Un Palestinien armé fait 2 blessés au lendemain de 7 morts à Jérusalem

JÉRUSALEM (AP) – Un homme armé palestinien a ouvert le feu samedi à Jérusalem-Est, blessant deux personnes, ont déclaré des médecins israéliens, moins d’un jour après qu’un autre assaillant en a tué sept devant une synagogue lors de l’attaque la plus meurtrière de la ville depuis 2008.

La fusillade dans le quartier palestinien de Silwan à Jérusalem-Est, près de la vieille ville historique, a blessé un père et son fils, âgés de 47 et 23 ans, ont indiqué les ambulanciers. Tous deux étaient pleinement conscients et dans un état modéré à grave à l’hôpital, ont ajouté les médecins.

La police a déclaré avoir tiré sur l’agresseur, le blessant. Il a été évacué vers un hôpital, ont-ils dit, et il n’y a pas eu d’autre mot sur son état.

Les autorités ont enregistré la scène de l’attaque et les véhicules d’urgence et les forces de sécurité ont envahi la zone alors que des hélicoptères tournaient au-dessus de la tête.

Les événements de samedi – juste un jour avant que le secrétaire d’État américain Antony Blinken n’arrive dans la région – ont soulevé la possibilité d’une conflagration encore plus grande dans l’un des mois les plus sanglants en Israël et en Cisjordanie occupée depuis plusieurs années. Vendredi, un homme armé palestinien a tué au moins sept personnes, dont une femme de 70 ans, dans une colonie juive à forte population ultra-orthodoxe à Jérusalem-Est, une zone capturée par Israël en 1967 puis annexée dans un mouvement non reconnu internationalement.

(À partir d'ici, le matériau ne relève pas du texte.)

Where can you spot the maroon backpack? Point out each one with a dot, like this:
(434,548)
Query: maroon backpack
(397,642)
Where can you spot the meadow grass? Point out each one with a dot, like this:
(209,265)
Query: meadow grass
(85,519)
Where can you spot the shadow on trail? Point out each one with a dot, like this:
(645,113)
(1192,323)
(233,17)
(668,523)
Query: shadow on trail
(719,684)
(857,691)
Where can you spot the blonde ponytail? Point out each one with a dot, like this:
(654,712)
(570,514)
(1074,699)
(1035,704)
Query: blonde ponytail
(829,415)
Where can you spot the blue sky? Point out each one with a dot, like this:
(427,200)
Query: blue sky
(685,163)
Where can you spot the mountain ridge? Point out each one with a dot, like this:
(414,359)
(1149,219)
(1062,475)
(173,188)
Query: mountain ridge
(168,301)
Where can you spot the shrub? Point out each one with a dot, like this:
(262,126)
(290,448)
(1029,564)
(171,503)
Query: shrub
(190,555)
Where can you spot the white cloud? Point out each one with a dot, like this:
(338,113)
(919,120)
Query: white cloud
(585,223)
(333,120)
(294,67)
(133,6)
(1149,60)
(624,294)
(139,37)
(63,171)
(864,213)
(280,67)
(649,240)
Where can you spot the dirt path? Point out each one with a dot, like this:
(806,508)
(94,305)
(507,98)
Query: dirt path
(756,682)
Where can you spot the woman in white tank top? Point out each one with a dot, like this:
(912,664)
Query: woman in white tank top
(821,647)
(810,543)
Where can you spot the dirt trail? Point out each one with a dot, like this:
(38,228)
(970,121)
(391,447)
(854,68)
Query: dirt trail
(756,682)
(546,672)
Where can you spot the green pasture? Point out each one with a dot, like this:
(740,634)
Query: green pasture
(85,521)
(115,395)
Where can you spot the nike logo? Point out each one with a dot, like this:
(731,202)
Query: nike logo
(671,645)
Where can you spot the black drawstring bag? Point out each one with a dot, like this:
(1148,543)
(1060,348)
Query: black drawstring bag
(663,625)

Les attaques constituent un test crucial pour le nouveau gouvernement d’extrême droite israélien. Son incendiaire ministre de la Sécurité nationale, Itamar Ben-Gvir, s’est présenté comme un garant de la loi et de l’ordre et a fait la une des journaux pour ses promesses de prendre des mesures encore plus fortes contre les Palestiniens.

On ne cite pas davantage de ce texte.